'En la soledad de los campos de algodón', de
Koltès, vuelve a la escena, en Barcelona
Vuelve la voz inconfundible de Bernard-Marie
Koltès, como un cometa que cruza de nuevo, con este texto tan bello como su
título, En la soledad de los campos de algodón, por primera vez en el Teatre
Nacional de Catalunya (TNC), en versión catalana de Sergi Belbel. Andreu Benito
es el dealer e Ivan Benet el cliente, a las órdenes de Joan Ollé. Dos hombres
cara a cara, tentándose, justo antes del enfrentamiento. La primera pregunta
suele ser: ¿por qué esa alta retórica, entre Racine y Marivaux (y Genet, que ya
abrió esa puerta ceremonial), en una pieza contemporánea? Posible respuesta, en
boca de Chéreau, que la dirigió tres veces: “Hay que avanzar disfrazado por el
desierto de los sentimientos”. Retórica helada para cubrir, quizás, una
ardiente zarza de deseos. O su ausencia. O el miedo al dolor de ser rechazado.
En su primera versión (Nanterre, 1987), Isaak de Bankolé, el dealer, era como
aquel gigante vudú de ojos fríos que aparecía en un cruce de caminos en Yo
anduve con un zombie, de Tourneur. Dos años después, en Aviñón, Chéreau lo
interpretó como un zorro astuto y turbio.

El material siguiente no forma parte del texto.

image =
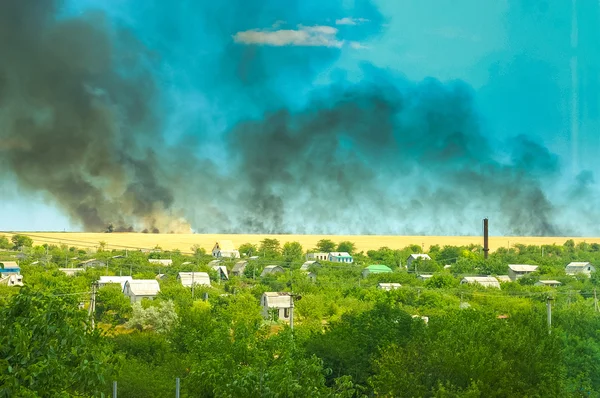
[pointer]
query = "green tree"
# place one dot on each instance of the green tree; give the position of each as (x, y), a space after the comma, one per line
(4, 243)
(325, 245)
(47, 348)
(269, 248)
(346, 246)
(198, 251)
(442, 280)
(292, 251)
(101, 246)
(248, 249)
(112, 305)
(21, 241)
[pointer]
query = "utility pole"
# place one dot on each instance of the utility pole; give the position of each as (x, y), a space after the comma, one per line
(291, 312)
(92, 310)
(192, 284)
(549, 311)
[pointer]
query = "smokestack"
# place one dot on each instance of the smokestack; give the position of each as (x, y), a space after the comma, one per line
(486, 247)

Hay en el texto un pasaje lorquiano hasta el
tuétano, palpitante de dolor y nada, culminado por un sollozo irremediable
Andreu Benito me recuerda a Brando en El
último tango en París, cuando bajaba a la calle para aullar bajo el puente del
périphérique porque ya no podía más. Un hombre inquietante y frágil, de ojos
húmedos y tristes. Nunca acaba de quedar claro si ofrece o pide fingiendo
ofrecer. Tiene algo de figura paterna, sobre todo al verle junto a Ivan Benet.

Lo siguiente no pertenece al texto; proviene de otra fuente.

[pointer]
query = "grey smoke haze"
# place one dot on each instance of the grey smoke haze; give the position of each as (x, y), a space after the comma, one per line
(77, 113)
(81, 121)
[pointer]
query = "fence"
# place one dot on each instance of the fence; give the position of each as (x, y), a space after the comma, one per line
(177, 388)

Hay una dulzura fatigada en la sinuosidad de su discurso. Hay también amenaza,
pero más que dealer parece otro cliente perdido en la noche: quizás, ya digo,
sea ese el juego del personaje o su verdad profunda. Benito hipnotiza con su
calma y su hermosa voz grave, pero diría que en algunos pasajes está un poco
forzada hacia lo alto, como si le faltara aire, como si ese magma de palabras
aún no se hubiera adensado del todo.
Laurent Malet interpretó al cliente como un
punkie electrizado por el miedo, y luego Pascal Greggory fue un dandi
melancólico y terminal.
Ivan Benet es una fiera. Tiene la mirada de un
iracundo dios hindú y exhala un vigor verbal claro y brioso, moviéndose al
ritmo de su cuerpo, un cimbreo de bailaor gitano. A la salida alguien me dijo
que era una obra oscura. Respondí que el deseo tiende a serlo. Un cliente que
quizás ya no desea nada o no sabe cómo pedirlo, un dealer exhausto que tal vez
no tenga mercancía que vender. Más preguntas: ¿por qué no escapa el cliente?
Quiere quitarse de encima al dealer, dice que está de paso, pero sigue allí.
¿Hay una sola voz, un desdoblamiento? ¿La voz que quiere tocar una mano en la
noche, la voz que quiere escapar pero es retenida?
El suelo no para de moverse bajo sus pies, los
nuestros. Sebastià Brosa ha plasmado brillantemente ese concepto, en la línea
de otro montaje de Chéreau: la balsa de I am the wind. Aquí el escenario hace
pensar en la cubierta de un carguero agitado por el oleaje de un mar invisible.
Y arriba, el cielo como un espejo oxidado que desciende a la manera del techo
carcelario de Estricta vigilancia, de Genet.
¿Es una historia homosexual? No estoy seguro.
No necesariamente, pero el sexo está ahí
Vuelvo al texto. ¿Es una historia homosexual?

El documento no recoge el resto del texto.